For more commitments, get your copy of Slaying the Onion and follow with us as we visit a new commitment each week.
The holidays are upon us! Most of us will be surrounded by family and friends more often than usual. We want to share three gifts that living unlayered will bring you this holiday season: understanding perspectives, developing connections, and building bridges.
This isn’t the first time you’ve heard, “Each of us has a unique perspective.” Yet, how often do we get so caught up in our own point of view that we forget how many other valid perspectives exist in the world? The holidays are the perfect time to embrace new perspectives, as you’re surrounded by loved ones that, let’s face it— you may not be totally aligned with. Embracing new perspectives doesn’t require that you adopt them as your own.
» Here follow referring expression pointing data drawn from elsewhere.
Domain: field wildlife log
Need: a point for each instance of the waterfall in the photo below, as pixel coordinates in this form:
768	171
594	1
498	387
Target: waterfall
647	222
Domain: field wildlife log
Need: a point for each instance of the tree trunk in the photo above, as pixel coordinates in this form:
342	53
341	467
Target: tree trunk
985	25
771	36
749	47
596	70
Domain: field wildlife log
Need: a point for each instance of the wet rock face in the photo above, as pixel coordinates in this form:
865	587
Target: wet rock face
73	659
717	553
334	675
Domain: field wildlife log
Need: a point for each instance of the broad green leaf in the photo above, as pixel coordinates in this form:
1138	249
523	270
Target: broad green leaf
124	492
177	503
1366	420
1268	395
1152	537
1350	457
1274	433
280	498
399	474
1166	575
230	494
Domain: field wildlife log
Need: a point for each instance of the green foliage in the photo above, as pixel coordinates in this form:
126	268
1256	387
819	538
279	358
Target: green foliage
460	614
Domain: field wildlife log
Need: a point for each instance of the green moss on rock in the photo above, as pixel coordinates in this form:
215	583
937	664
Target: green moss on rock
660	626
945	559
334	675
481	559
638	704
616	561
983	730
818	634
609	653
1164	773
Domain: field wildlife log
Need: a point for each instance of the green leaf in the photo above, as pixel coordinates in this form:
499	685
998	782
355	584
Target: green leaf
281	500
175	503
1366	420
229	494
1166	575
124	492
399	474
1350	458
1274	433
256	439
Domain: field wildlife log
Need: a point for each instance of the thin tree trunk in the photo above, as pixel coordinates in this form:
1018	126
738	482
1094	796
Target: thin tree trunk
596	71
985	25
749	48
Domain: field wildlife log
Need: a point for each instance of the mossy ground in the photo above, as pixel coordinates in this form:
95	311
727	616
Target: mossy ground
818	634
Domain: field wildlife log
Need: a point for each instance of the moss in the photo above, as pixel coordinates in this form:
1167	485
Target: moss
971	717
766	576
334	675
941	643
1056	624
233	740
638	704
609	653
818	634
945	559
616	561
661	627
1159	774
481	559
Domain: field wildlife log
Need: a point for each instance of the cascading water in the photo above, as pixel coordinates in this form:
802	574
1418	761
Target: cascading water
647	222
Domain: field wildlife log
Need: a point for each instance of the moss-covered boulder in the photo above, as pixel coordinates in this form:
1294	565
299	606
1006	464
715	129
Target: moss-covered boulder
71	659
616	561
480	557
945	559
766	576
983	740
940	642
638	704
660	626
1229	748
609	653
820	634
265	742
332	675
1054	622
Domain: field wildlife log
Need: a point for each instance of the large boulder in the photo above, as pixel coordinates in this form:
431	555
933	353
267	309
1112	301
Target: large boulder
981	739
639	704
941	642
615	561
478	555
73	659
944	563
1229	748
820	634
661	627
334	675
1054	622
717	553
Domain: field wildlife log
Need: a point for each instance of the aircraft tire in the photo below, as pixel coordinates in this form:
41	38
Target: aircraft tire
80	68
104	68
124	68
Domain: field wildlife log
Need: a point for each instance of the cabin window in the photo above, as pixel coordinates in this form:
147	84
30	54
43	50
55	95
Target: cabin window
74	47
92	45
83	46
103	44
Rather, simply affirming other perspectives as valid, though different than yours, will open up opportunities for growth and connection.
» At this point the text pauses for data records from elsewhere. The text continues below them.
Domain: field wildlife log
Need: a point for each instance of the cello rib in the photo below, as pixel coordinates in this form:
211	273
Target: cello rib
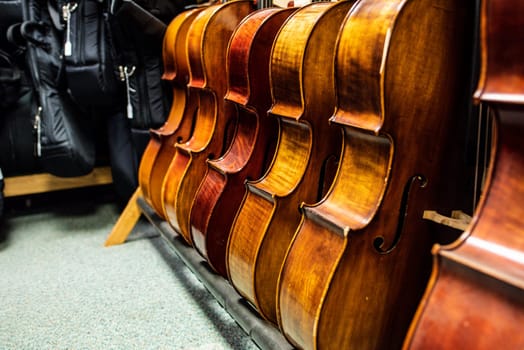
359	261
178	127
475	298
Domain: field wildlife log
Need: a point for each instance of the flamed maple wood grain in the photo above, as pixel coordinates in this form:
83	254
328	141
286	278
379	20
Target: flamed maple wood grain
475	298
160	150
360	260
207	42
222	189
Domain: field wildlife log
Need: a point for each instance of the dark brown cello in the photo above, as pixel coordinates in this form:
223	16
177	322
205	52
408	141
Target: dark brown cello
207	42
360	260
222	189
475	298
303	100
178	127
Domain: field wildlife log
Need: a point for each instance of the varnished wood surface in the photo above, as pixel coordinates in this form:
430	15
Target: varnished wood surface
303	99
38	183
475	298
178	127
360	259
222	189
208	37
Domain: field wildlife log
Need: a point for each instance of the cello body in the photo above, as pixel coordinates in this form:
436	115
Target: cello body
178	126
360	260
475	298
215	119
253	144
303	99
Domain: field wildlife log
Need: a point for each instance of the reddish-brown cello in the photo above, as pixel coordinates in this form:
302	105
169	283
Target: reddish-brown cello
178	127
360	260
207	42
475	298
303	100
222	189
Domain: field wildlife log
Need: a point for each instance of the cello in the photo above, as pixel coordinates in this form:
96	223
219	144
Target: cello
475	297
253	144
179	124
302	100
208	37
359	260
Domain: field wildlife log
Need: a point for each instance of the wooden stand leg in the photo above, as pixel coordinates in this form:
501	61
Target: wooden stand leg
126	221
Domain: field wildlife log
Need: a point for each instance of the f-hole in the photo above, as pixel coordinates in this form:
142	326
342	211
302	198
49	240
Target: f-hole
378	242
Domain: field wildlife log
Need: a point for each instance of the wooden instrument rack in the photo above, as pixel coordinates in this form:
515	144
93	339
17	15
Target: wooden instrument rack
43	182
263	333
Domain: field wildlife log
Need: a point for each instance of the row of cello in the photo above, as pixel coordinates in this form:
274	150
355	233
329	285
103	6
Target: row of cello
303	146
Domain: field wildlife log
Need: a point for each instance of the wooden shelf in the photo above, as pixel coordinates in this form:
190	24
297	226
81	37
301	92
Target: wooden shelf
39	183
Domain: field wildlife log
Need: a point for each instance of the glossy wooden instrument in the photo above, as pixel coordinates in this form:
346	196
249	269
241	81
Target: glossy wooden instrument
252	148
475	298
361	258
303	97
215	119
178	127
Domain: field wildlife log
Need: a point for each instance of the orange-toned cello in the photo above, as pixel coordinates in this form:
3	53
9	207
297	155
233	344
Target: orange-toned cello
215	120
178	127
302	89
251	150
475	298
360	260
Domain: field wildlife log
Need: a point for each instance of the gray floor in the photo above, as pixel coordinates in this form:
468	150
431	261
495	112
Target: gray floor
61	289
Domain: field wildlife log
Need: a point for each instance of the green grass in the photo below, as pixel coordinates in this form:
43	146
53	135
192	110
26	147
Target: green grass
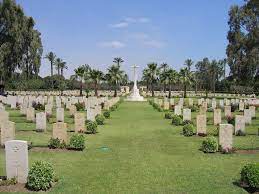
146	155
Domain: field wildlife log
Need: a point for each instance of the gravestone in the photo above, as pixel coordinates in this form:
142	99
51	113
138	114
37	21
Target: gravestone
227	111
41	122
7	131
247	115
226	136
239	124
217	116
60	131
60	114
201	124
252	111
16	156
30	114
178	110
187	114
79	122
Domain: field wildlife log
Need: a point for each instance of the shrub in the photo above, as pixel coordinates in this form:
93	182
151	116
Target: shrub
107	114
176	120
41	176
194	108
77	142
209	145
234	107
55	143
250	175
185	122
231	120
188	130
91	127
168	115
80	106
38	106
99	119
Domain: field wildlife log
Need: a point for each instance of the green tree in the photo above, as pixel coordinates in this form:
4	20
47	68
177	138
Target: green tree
96	76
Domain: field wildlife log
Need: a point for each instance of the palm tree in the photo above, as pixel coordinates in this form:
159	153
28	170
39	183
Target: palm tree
79	75
51	57
63	66
57	64
115	77
118	60
186	78
153	73
172	77
96	76
188	63
163	67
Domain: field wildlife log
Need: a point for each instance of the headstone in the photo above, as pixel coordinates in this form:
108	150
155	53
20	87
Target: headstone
178	110
41	122
30	114
247	115
201	124
217	116
60	131
16	156
227	110
60	114
79	122
239	124
187	114
226	136
7	131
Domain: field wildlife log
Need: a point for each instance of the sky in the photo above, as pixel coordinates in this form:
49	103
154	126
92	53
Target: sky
140	31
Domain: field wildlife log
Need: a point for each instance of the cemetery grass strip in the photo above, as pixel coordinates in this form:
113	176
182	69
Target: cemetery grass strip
146	155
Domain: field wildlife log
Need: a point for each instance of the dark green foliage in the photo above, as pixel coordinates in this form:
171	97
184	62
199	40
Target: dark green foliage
250	175
80	106
91	127
107	114
176	120
77	142
168	115
99	119
41	176
56	143
188	130
209	145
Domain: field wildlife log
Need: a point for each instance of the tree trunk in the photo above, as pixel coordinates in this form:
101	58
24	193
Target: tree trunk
170	88
185	88
115	92
81	88
152	88
95	89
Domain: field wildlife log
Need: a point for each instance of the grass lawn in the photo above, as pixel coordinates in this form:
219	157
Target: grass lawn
146	155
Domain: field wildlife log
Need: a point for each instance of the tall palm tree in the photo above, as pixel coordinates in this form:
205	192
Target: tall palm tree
114	77
63	66
163	67
96	76
51	57
79	75
153	73
186	78
57	64
172	77
188	63
118	60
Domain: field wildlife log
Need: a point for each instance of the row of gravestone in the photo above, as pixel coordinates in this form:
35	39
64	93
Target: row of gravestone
7	128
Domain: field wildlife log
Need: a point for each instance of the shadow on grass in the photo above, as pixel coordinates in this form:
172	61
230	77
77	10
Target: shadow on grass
245	187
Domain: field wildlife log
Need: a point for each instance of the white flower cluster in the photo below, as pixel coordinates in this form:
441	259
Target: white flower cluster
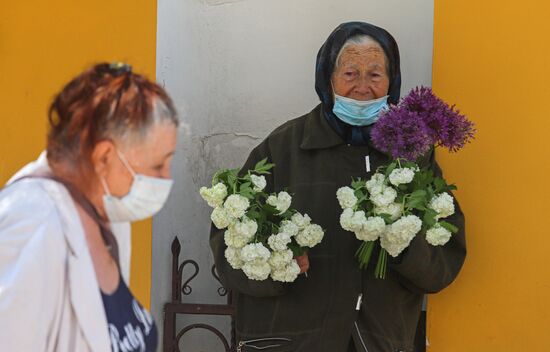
259	183
365	229
438	235
401	229
259	262
214	196
281	201
399	234
401	176
346	197
244	250
443	204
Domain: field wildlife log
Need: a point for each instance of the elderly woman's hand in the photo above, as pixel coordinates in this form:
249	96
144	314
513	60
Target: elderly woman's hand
303	263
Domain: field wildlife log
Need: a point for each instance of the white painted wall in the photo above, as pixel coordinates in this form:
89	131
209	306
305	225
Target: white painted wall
237	69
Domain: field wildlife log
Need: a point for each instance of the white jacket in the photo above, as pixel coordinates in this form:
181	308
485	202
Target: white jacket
49	296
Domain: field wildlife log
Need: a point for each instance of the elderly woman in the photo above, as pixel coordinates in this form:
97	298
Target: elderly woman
64	218
337	307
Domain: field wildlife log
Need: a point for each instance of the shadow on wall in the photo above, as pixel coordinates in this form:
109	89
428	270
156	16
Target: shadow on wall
216	151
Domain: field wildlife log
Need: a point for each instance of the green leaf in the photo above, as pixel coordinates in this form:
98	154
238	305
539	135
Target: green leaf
429	217
386	217
297	251
390	168
450	227
263	167
358	184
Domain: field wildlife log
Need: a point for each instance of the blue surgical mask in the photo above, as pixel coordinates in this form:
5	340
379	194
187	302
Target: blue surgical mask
359	113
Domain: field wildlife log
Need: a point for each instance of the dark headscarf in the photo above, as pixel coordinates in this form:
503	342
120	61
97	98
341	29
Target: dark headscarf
326	60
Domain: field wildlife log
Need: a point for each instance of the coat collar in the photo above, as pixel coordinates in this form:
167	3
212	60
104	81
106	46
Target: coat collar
318	134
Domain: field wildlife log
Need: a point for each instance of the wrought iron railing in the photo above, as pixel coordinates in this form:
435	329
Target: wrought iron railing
176	306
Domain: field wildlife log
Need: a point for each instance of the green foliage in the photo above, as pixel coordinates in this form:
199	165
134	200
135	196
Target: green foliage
450	227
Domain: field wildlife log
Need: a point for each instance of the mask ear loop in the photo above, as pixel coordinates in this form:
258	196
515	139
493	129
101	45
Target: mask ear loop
125	162
104	184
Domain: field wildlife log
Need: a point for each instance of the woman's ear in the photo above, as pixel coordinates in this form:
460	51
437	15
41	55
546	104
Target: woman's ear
102	157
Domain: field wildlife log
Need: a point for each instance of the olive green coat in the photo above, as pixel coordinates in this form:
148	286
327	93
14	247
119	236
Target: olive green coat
318	313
When perspectives are limited, your decisions are limited. Your perspectives are valid, and they matter, but they are limited by your own experience. This is true for all of us. If your experience doesn’t cover something, turn to someone who has the experience you lack. Build an arsenal of perspectives to use when life brings you into uncharted territory. Opening up yourself to understanding new points of view will expand your options and ultimately improve the pool of choices you use in your decision-making.
Understanding different perspectives will also help you develop more authentic connections, which brings me to gift #2.
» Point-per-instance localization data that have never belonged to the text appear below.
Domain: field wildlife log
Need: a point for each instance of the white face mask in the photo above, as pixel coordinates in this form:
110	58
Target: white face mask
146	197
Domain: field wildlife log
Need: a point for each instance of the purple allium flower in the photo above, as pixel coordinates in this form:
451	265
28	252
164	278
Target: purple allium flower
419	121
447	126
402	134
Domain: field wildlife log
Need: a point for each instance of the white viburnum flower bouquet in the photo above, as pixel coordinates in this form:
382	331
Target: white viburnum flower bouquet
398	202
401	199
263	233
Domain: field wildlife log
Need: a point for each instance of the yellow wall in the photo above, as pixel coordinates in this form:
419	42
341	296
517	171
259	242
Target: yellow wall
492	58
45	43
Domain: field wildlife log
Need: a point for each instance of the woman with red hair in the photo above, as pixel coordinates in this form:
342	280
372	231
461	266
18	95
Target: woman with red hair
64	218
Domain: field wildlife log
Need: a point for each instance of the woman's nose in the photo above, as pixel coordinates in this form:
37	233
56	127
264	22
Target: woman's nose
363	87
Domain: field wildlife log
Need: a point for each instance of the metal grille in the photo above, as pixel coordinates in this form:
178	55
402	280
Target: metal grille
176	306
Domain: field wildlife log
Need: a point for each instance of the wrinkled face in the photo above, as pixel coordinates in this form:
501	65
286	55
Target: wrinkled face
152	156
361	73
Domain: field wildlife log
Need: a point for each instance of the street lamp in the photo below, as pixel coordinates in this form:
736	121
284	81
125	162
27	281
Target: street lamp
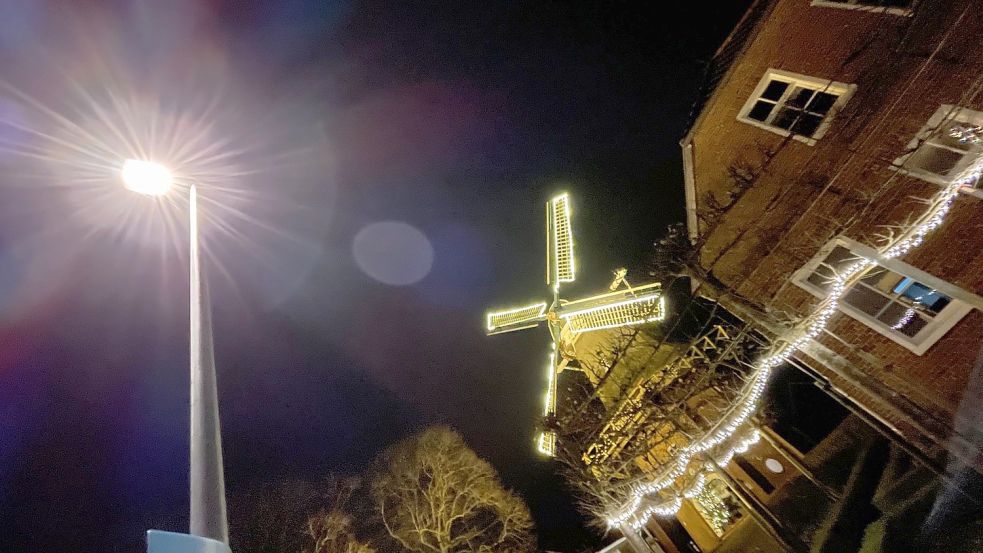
208	514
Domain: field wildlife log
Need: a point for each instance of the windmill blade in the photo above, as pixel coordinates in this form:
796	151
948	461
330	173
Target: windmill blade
518	318
559	241
625	308
547	439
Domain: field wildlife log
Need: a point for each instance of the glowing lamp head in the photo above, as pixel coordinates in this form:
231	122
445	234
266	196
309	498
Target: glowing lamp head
146	177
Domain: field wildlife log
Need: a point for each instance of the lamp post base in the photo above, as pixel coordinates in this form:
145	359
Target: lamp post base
171	542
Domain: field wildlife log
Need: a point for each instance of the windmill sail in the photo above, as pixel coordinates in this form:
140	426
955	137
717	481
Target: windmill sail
559	241
518	318
547	439
625	308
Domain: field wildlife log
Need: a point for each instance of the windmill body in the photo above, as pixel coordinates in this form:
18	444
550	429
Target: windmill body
622	306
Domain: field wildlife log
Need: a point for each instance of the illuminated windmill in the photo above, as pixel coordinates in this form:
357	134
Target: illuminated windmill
618	308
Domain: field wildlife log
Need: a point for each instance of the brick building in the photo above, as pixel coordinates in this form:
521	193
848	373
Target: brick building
825	125
825	130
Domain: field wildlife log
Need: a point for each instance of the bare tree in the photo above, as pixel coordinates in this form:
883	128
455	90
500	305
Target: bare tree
299	516
270	517
332	529
434	494
640	394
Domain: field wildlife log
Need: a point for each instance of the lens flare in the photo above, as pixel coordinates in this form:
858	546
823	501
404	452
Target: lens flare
146	177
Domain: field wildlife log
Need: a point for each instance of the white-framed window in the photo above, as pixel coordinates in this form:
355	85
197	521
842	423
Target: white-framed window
901	302
896	7
791	104
950	141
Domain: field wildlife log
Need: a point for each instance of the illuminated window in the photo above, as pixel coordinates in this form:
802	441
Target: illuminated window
948	143
896	7
901	302
787	103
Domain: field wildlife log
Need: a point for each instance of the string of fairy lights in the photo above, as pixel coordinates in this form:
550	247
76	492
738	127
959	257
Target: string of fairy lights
633	513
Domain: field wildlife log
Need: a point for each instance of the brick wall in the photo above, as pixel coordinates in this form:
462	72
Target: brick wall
804	195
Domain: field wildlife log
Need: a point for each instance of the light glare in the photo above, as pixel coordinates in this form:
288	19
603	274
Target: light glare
146	177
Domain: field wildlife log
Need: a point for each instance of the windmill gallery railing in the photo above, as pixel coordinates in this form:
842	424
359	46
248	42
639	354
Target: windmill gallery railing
624	306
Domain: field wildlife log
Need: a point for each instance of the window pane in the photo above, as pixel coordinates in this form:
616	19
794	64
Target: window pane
807	124
863	298
956	136
761	110
799	97
909	323
821	102
886	281
932	300
785	118
931	159
774	90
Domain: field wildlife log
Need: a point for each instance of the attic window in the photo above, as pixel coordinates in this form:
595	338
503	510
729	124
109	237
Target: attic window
895	7
790	104
950	141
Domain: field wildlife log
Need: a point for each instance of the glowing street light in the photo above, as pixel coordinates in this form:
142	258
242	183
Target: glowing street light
208	512
146	177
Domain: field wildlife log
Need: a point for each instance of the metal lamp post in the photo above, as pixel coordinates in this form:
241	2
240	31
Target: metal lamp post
208	512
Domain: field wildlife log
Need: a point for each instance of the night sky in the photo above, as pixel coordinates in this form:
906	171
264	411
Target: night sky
389	165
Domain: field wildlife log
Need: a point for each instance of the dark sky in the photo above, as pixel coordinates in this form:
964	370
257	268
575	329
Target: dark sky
458	119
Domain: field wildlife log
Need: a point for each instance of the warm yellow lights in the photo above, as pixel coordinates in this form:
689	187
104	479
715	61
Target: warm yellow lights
547	444
146	177
517	318
629	307
559	241
550	407
547	439
635	311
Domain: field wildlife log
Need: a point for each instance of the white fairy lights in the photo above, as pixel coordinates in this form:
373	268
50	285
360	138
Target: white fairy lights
798	336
Developing Authentic Connections
Living Unlayered is impossible without authenticity. Honestly sharing your perspectives and inviting others to share their own is an excellent way to build trust within your teams and with the people around you. Leaving that open line of communication generates feelings of significance in others, which bolsters your connections and relationships.
In physics, Newton’s 1st Law of Motion (simply put) is: an object at rest stays at rest, or if in motion, remains in constant motion unless acted upon by an outside force. Surprisingly, this principle is also true for our relationships and connections with other people. You are the outside force! If we want to make a difference in others’ lives, unless we make a direct connection, there is zero chance that our ideas are going to make any impact. The object will stay at rest. Focus on making the authentic connection first, and your influence and ability to make a difference will follow.
One great way to develop real connections is to be purposeful about finding common ground. T.D Jakes said, “I like to see myself as a bridge builder, that is me building bridges between people, between races, between cultures, between politics, trying to find common ground.” Chapter 5 of Slaying the Onionis dedicated to mastering this skill.
“Your opportunity is to learn to listen, hear and confirm your understanding. The message you give back is, “This is what I heard you say—tell me more about this—” You will start to watch each person you walk with slowly start to release a bit of their guard.”
As you traverse this path, one other item to remember at this very sensitive time is to not to attempt to move anyone over to your side of the bridge. It’s so easy for us to want someone to experience our conversations from our side of the bridge— forcing them into our perspective. A bridge with only one anchored post is bound to be unstable! Yet, to be powerful and effective bridge builders, we must not lose the opportunity to root the foundation posts on both sides. Our relationships have to be deeply rooted on each side to withstand any weight. Otherwise, the bridges we build have no integrity and are quickly destroyed. We get to show each other the value of our initiative when we meet them where they’re at.